In conventional reservoirs, 2D-NMR fluids evaluation targets the free fluid part of the total porosity with the assumption that the bound fluid is irreducible water. As such, pulse sequences are designed for long relaxing fluids, and the interpretation commonly assumes free diffusion of hydrocarbon molecules in water-wet pores. This is clearly not appropriate for unconventional reservoirs such as shale gas and shale oil where the fast-relaxing fluids of interest reside in the bound fluid region.
We show a revised 2D-NMR model that focus on fast relaxing fluids. In unconventionals, the three causes of fast relaxation are: small pore size, heavy oils and wettability alteration. The fast relaxation has the following consequences with respect to diffusion. In small pores, fluids cannot diffuse freely, and hence, the free diffusion lines of water, gas and oil must be corrected accordingly. In heavy oils, the oil relaxation can be enhanced by a wettability change to an oil/mixed-wet system.

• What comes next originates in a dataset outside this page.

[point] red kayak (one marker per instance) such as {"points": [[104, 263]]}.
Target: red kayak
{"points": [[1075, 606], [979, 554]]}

Another case of hydrocarbon-wet systems is hydrophobic kerogen. Consequently, the oil diffusion line as a function of viscosity (T2) must also be modified before the 2D map interpretation. This can be accomplished within the framework of the restricted diffusion model previously applied to water and gas that captures both the effects of surface relaxation and geometric restriction to molecular motion.
The results of the revised 2D-NMR model are shown through modeling and log examples in a shale gas reservoir and a shale oil reservoir. In real rocks, there is also a need to take into account simultaneously two models: an unconventional model as described above and a conventional model for long relaxing fluids associated with the matrix of the rock. The 2D-NMR log results are compared with lab results. Essentially, we show that adding diffusion and T1 information to standard T2 relaxation logs improves both the understanding and evaluation of unconventional reservoirs.